To cut a line into hard material, as metal, to form a letter or design; flat engraving. The inscriber does not create relief but does engraving on a flat surface, often the reserve on an existing piece, as a medal requiring customized lettering for a particular recipient. The word inscribe and its process is far overshadowed by the word engrave in current usage. The purist would say a person would inscribe a medal, but engrave a die. The engraver cuts away metal to form modulated relief, the inscriber does not change the relief but merely performs an engraving operation on an existing surface. The tools used for both functions are the same, even the scriber – a sharp pointed hand tool to score or scribe a line on a metal surface – or the cutting point on an engraving machine produces only a fine line (particularly in drag engraving); also in acid etching lines are inscribed on the surface where a sharp pointed scriber removes the wax to acid etch a fine line. In the future we shall undoubtedly find the word
engrave to include all the meaning of inscribe, the two words will probably never be differentiated, as, perhaps, they should be. See engraving, acid etching.

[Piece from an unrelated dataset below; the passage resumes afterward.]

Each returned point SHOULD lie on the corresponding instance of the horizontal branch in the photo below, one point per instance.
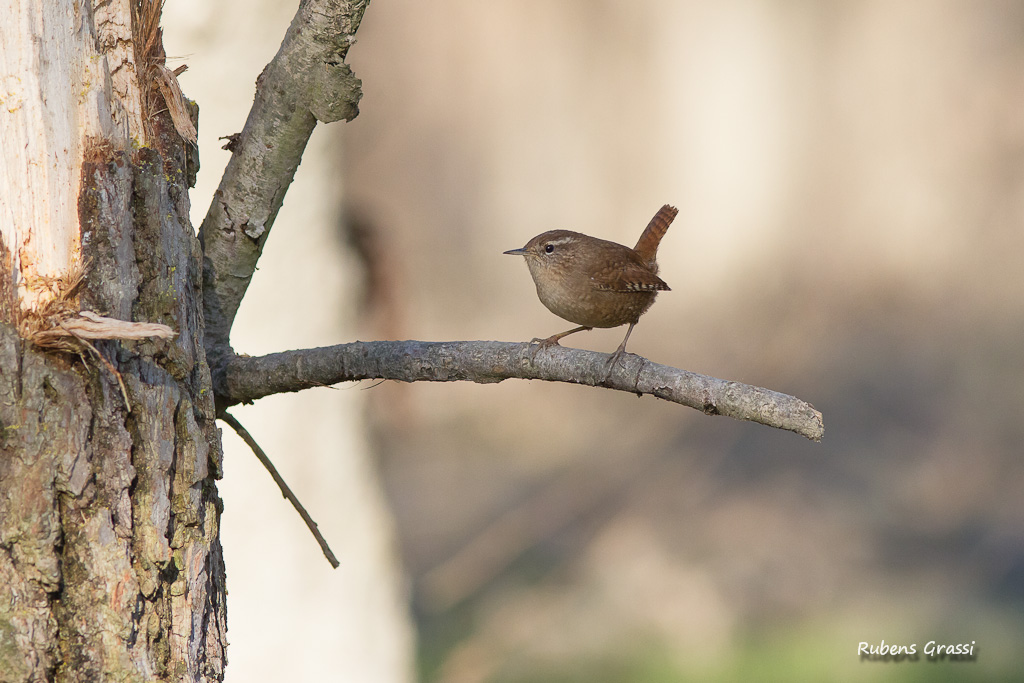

The area to be inscribed on a medal has special names. If the area is completely open in the design for that side it is called a RESERVE. If it is within a panel it is called a CARTOUCHE which is most often worked into the design. In at least one instance a medal designer, Frederick Ziegler, added a wide rim to the reverse of the Diamond Match Company Service Medal, where the recipient's name could be inscribed.
For the characteristics of various metals for inscribing see the chart in the entry on engraving. Some medals are WORK HARDENED from striking thus may be slightly harder for inscribing than that stated in the chart.